This raises the question as to whether anyone is monitoring these notices in the publishing authorities before release.
Issues for Procurement Officials
CPV Codes should always be carefully checked prior to issue of Contract Notices.
Consideration of the “Light-Touch” procedure needs to be carefully checked by cross-reference to the CPV Code. This can give rise to tricky situations where the procurement official will have to exercise careful judgment. For example: a requirement may involve the provision of “event services” with CPV Code 79952000 which is within the scope of the Light-Touch regime but may also involve the hire of audio equipment or other goods/services which have different CPV Codes that are subject to the normal transparency requirements and the lower thresholds. Prudence would suggest that an orthodox approach using standard procedures should be taken in such cases.
The use of CPV Codes is a mandatory legal requirement for all notices published at OJEU/TED level and is a critical element in the effective communication of requirements to the market, and in enabling contracting authorities/entities to meet their transparency obligations. The incorrect use of CPV codes would seem to be a matter of concern to the EU Commission, particularly in the light of the 2017 Cosinex report which cited one study that found incorrect use of CPV codes in 23% of notices analysed. The Cosinex report concluded that CPV errors have an appreciable adverse impact on transparency and the achievement of value for money. It remains to be seen what action the Commission will take in response. In the meantime, procurement officials should exercise care in the use of CPV codes given that incorrect or misleading CPV Codes may conceivably result in legal challenge1, particularly if there has been an adverse or misleading impact on the transparent communication of a requirement to the market.

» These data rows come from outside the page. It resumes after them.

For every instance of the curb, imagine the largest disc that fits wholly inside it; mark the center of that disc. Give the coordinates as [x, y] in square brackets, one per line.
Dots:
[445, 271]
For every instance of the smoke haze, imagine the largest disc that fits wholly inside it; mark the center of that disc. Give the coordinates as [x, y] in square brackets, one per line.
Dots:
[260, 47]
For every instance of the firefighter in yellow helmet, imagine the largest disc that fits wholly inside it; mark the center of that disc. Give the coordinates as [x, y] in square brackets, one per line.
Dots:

Issues for Service Providers
Service providers need to be alive to the potential for mis-classification errors with the CPV Codes and should establish procedures to monitor published TED notices by use of key-word searches in addition to monitoring by CPV Code.
There is also a risk of reduced competition in the market sectors subject to the “Light-Touch” rules because there is no longer a legal obligation to advertise on TED/OJEU for requirements with values in the ranges €144- €750K (Central Government) and €443- €1m (Utilities).

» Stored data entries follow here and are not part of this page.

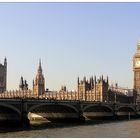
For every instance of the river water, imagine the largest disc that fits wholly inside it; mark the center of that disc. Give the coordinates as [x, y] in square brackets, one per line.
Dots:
[90, 129]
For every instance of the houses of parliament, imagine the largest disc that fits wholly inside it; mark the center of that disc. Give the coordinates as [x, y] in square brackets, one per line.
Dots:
[92, 89]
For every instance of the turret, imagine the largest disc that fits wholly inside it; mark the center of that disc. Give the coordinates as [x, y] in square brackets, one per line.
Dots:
[21, 84]
[5, 62]
[107, 80]
[78, 80]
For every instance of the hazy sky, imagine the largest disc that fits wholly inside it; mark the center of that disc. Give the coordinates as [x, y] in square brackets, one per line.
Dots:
[72, 39]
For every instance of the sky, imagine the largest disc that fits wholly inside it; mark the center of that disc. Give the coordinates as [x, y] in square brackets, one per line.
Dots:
[71, 39]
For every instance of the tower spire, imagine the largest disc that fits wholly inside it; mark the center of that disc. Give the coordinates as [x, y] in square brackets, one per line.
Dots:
[39, 68]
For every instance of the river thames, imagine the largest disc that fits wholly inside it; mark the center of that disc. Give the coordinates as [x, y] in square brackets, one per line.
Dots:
[90, 129]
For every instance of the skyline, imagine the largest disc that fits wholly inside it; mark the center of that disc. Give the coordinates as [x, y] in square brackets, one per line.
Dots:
[72, 39]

This could see a lot of business being awarded without advertised competition although it appears that, for now, many contracting authorities/entities are continuing to advertise such contracts on national e-procurement portals on the basis of either national administrative rules or good practice in securing value for money. However, in the case of Ireland at any rate, there may be a further question as to whether such contracts are “reviewable contracts” as defined for the purposes of the Irish Remedies Regulations because the awarding of such contracts is outside the scope of the Irish Public Contracts Regulations of 2016. If that view is correct, it could mean that Irish economic operators in the social/health/educational sectors do not have access to the same legal remedies to challenge procurement decisions as economic operators in other sectors. This seems inherently unfair and a perverse outcome for legislation that has the elimination of arbitrary discrimination as one of its primary objectives.